Some will at least use some more advanced technology to include stereoscopic effects, localized sweet spots where the images displayed to each eye are different, simulating depth. But parallax – otherwise known as the ability to see around objects and have them move at different rates past each other depending on their distance from you when you bob your head side to side – is not possible yet with photorealistic moving experiences, unless they are cobbled together from separate still captures of environments and studio captured performances of actors with huge numbers of cameras looking in on them one at a time rather than out at everything at once.
And of course there is straight CG animation, where 3d immersion presents no technical obstacles at all. It would be no problem at all to generate an animation to be experienced in 100 head tracking fps but that would play at 24 fps, so that one could know what it was like to feel perfectly present in a world which itself operates at a stylistically lower frame rate, with 3d frames of existence.
But I lament the lack of real life ness here. For that we have stop motion. Coming out of USC-ICT: 3d captured stop-motion animation with a stylistically low frame rate. Real life objects you can look around at from any angle like they were real, but seeming to move with otherworldly quantization. However, the motion has that distinct signature of stop motion – it is not true smooth motion as things with muscles or gears would have made.
So for me, I am super excited about the near future when photorealistic immersive recordings are commonplace, where I can become been immersed not inside merely a recording of another world, but immersed inside a film – with all the magic of its irreality. Transposing the magical quality that low frame rate lends to film into the third dimension. Perhaps as accoutrements to this we could have film grain but applied atmospherically in space, or spherical cigarette burns before cuts, other such artifacts.
Experiencing a realistic world in another fps would be enough, but a realistic world with multiple fps’s would be even more amazing. Here’s where we finally get to the new term: diegetic fps.
Watching anime, one may from time to time notice that different stretches of animation seem to play at different resolutions. Objects in the foreground may move 12 times a second, while those in the background only 8 or 6 even. Thus, two types of fps exist just within this traditional 2d medium: the video fps, and that of individual objects inside the world it portrays. Though clearly the reasons for the choice of frame rate are budgetary first and only secondarily intentional (in terms of their expressing the story world), I would suggest calling the latter type of fps “diegetic”.
For a three-dimensional example, consider the playable character Mr. Watch and Game of Super Smash Bros. Unlike the other characters he is modeled after more primitive video game technology, so he animates at a stylistically lower frame rate (below persistence of motion).

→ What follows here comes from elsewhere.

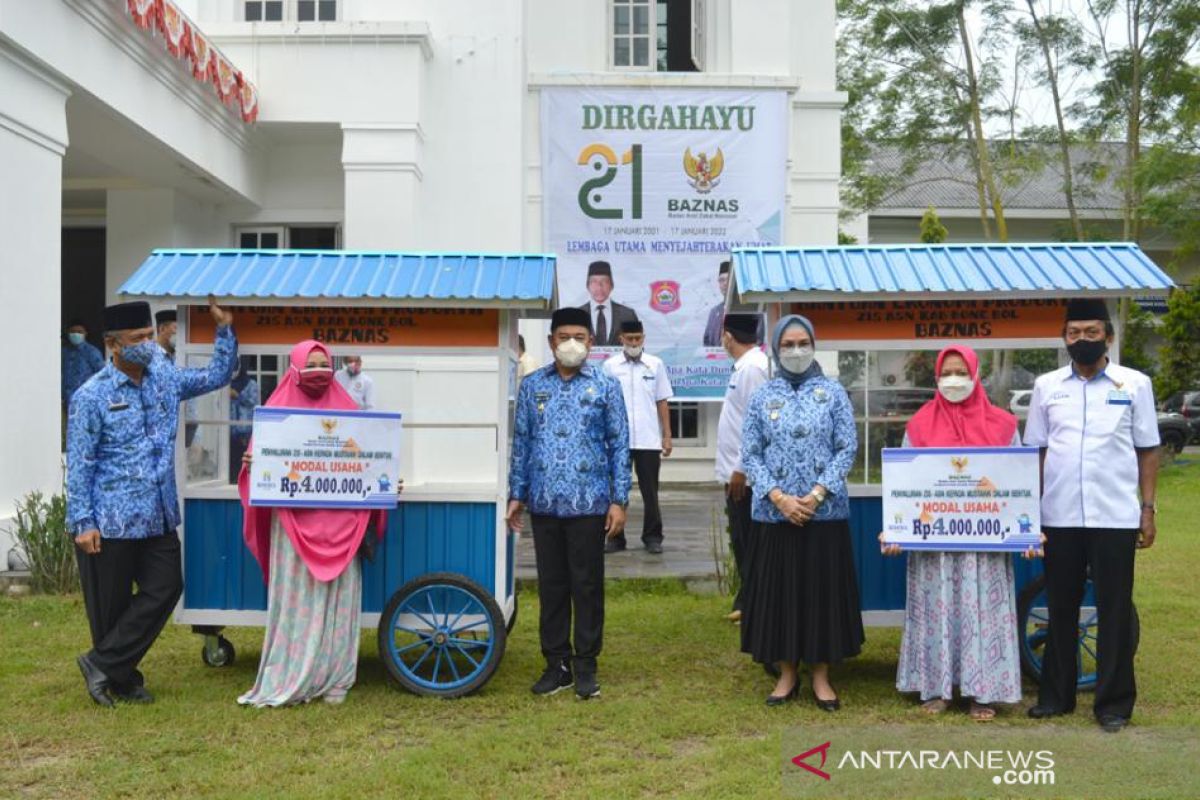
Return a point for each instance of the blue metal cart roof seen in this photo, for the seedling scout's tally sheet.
(945, 271)
(331, 277)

He can still overall move at a normal rate, and he doesn’t lag in updating when the camera of the screen’s action moves – it is just him himself who marches to the beat of a slower drummer.
To me, the biggest trip would be experiencing three different frame rates simultaneously, in virtual reality:
- Maxed-out head tracking fps,
- 24 fps video,
- of co-existing actors performing in various fps’s up to 24 (anything faster would be pointless, hard cut off at 24)
The objects are real, the motion is real, presence is real, but the quantization of the motion is stylistically slow and variable. This is the dream.